Magistrates reluctant to conduct inquests -Gajraj
Stabroek News
July 11, 2001


Magistrates' reluctance to take cases in which the police had shot suspects, has been given as one of the reasons why few inquests into these deaths were conducted.

Speaking to the media at the GTV 11 studios on Monday, Home Minister, Ronald Gajraj, surmised that magistrates' refusal to take these cases were for reasons best known to themselves. He said that he had made representation to former Chancellor of the Judiciary, Cecil Kennard, for a magistrate to be dedicated to conducting coroner's inquests, but one was still to be appointed.

Answering a related question on the absence of ambulances and a doctor to examine the bodies of persons killed by the Target Special Squad, Gajraj said that he would not recommend that an ambulance should be among the vehicles to be acquired by the police. He said that the presence of an ambulance in the vehicle convoy of the Target Special Squad could open it to the criticism that they are going into the operation predisposed to killing their targets rather than their surrender. However, he added that he was not advocating that the police should not have an ambulance.

Gajraj gave the assurance that investigations into the recent incidents of crime were not being swept under the carpet.

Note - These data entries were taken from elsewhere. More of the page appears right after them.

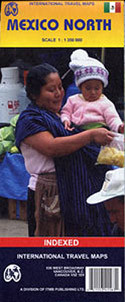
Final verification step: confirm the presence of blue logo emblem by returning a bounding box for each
[5,2,18,17]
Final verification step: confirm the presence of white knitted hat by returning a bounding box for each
[69,49,109,87]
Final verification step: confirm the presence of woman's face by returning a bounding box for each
[36,72,64,113]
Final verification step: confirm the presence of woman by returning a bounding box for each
[16,63,113,236]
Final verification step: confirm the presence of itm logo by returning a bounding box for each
[5,2,18,17]
[3,264,21,282]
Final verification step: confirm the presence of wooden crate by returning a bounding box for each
[8,199,27,221]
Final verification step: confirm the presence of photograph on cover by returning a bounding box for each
[0,48,124,237]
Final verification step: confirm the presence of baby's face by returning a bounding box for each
[80,79,103,102]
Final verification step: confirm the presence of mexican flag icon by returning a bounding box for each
[104,2,121,13]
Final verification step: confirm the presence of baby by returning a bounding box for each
[61,49,124,133]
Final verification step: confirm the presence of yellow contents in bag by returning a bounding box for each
[97,147,124,168]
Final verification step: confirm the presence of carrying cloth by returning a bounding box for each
[35,173,64,237]
[16,104,112,236]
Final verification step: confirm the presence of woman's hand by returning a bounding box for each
[91,128,114,146]
[64,120,74,131]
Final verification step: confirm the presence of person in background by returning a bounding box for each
[87,168,125,235]
[16,63,113,236]
[61,49,124,133]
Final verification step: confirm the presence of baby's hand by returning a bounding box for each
[118,123,124,133]
[64,121,74,131]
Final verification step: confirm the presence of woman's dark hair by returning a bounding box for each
[26,63,58,102]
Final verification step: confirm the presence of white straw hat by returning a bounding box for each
[87,168,125,205]
[69,49,109,87]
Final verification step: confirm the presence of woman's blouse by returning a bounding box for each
[20,142,55,191]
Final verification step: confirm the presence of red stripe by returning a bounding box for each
[0,237,124,247]
[115,2,121,13]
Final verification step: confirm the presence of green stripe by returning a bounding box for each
[104,2,110,13]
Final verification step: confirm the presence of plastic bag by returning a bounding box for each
[97,133,124,168]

He said that the investigation into the shooting of Donna McKinnon was still in progress. Gajraj later told Stabroek News that moves to bring in a forensic pathologist had been put on hold because of the resistance of her relatives to her body being exhumed. However, he said that the government would still be willing even now to bring in the pathologist if his visit would materially assist the investigation. He could not provide specific details about any of the investigations.

Deputy Commissioner Floyd McDonald who was also at the press conference along with Police Commissioner, Laurie Lewis, and Traffic Chief Superintendent Fred Wilson, said that one of the shotguns among the arsenal recovered from the Toucan Suites after notorious bandit Linden London was killed was returned to the owner from whom it was stolen. He said too that enquiries were still being done into the origin of the other weapons as their numbers had been filed off.

About the causes of the fires which destroyed a number of businesses on Regent and Camp streets on April 9, the GRL building on Water Street, the MMA head office at Onverwagt, and the Park Hotel, Gajraj said that the lack of facilities had prevented a definitive determination as to their causes. However, McDonald said that the police had concluded its investigations into the Park Hotel fire and submitted the findings to the insurance companies. He referred inquiries as to the content of its report to the insurance companies, explaining that the police did not want to be caught up in the civil action brought by the owners of the Park Hotel.